Bobby’s face split into a smile that reached each of his ears. Next to him, his presumed-girlfriend’s face was melting into a mixture of mortification and outrage. “Oh no, we’re not–!” She wasn’t sure why alarm bells were blaring in her head, but she couldn’t even hear what Bobby gushed to the cashier as she yanked him by the forearm out of the store.
“Sweetheart, that was rude,” Bobby deadpanned, letting himself be pulled along behind her. God, that idiotic grin was back and she wanted to peel it off his face like a sticker. It was so typical of him to delight in the fact that she was single and to rub it in her face. Any time someone even implied that they were dating, he would break into a giddy giggle as if the idea of her being able to sustain a relationship was impossible.
And when he had realized that Shorty would not be a permanent fixture in her life, as with all the other people she brought home, he had been borderline insufferable. Their dinner from the evening following Shorty’s overnight stay was still being stewed over in her mind.

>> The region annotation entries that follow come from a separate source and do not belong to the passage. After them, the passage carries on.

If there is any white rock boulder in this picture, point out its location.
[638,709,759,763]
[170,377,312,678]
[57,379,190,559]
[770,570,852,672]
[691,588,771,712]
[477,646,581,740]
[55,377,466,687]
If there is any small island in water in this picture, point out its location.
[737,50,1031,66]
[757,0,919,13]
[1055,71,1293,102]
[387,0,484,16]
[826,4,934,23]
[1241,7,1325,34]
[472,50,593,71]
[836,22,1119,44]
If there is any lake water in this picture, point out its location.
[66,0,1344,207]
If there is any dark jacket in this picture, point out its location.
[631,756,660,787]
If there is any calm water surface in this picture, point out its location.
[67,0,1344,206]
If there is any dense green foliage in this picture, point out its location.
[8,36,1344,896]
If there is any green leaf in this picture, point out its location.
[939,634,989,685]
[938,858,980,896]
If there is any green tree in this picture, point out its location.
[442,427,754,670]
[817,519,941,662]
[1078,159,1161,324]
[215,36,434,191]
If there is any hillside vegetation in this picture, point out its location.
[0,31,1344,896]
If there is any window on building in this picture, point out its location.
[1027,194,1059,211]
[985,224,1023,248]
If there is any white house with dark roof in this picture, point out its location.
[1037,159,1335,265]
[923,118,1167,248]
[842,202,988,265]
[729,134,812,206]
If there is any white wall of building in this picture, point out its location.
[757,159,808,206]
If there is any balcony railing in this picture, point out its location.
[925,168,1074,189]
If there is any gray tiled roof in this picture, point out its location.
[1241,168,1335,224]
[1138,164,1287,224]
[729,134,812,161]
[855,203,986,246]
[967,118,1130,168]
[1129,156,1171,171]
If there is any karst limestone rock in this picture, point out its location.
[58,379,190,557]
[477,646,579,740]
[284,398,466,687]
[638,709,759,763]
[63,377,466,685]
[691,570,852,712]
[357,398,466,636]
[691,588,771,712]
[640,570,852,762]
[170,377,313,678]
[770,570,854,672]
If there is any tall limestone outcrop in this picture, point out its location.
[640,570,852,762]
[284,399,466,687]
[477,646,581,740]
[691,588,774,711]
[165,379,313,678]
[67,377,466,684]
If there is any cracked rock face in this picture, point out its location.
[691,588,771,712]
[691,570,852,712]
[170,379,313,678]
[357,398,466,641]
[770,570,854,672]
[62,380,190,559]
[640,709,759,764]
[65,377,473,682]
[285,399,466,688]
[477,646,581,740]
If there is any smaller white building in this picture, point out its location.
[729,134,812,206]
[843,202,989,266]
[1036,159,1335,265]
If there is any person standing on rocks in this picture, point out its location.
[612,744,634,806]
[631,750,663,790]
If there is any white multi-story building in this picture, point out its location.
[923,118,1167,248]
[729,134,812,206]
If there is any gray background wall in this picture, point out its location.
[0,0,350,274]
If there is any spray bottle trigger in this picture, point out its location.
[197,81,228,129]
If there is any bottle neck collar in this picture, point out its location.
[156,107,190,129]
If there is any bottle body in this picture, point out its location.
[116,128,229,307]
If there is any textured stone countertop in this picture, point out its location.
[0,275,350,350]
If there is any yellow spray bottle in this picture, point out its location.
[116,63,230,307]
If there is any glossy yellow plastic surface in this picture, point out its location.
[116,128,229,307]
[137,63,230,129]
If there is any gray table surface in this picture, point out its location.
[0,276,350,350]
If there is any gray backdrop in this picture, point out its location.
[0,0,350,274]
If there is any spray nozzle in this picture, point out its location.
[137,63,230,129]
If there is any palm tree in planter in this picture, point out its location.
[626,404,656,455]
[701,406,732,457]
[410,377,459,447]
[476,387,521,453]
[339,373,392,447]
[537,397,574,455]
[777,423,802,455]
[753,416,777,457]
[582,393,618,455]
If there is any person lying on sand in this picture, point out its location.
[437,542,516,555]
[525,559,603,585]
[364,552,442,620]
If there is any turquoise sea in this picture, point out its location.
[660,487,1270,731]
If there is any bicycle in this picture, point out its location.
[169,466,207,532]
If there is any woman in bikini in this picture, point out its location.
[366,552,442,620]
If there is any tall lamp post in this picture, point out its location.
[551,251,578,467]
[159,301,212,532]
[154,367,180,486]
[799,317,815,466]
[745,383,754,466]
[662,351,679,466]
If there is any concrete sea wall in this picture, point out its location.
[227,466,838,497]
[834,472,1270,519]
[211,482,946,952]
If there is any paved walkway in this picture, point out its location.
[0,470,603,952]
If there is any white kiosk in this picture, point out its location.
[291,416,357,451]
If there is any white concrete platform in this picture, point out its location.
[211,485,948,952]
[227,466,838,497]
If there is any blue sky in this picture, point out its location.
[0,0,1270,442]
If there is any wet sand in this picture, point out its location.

“Mm. Good soup.” Bobby made a ring with his thumb and forefinger, the rest of his fingers splayed out, to emphasize how delicious the pad thai in front of him was. She snorted and nodded, dipping back into her plate of noodles. “So,” he began. He dabbed his lips with an affected little sniff. “Post-sexual encounter debrief time.”
“Ew, no.” His eyes narrowed, and she started sputtering as if she owed him an explanation. “No! That is not a thing we do; when has that ever been a thing we do?!”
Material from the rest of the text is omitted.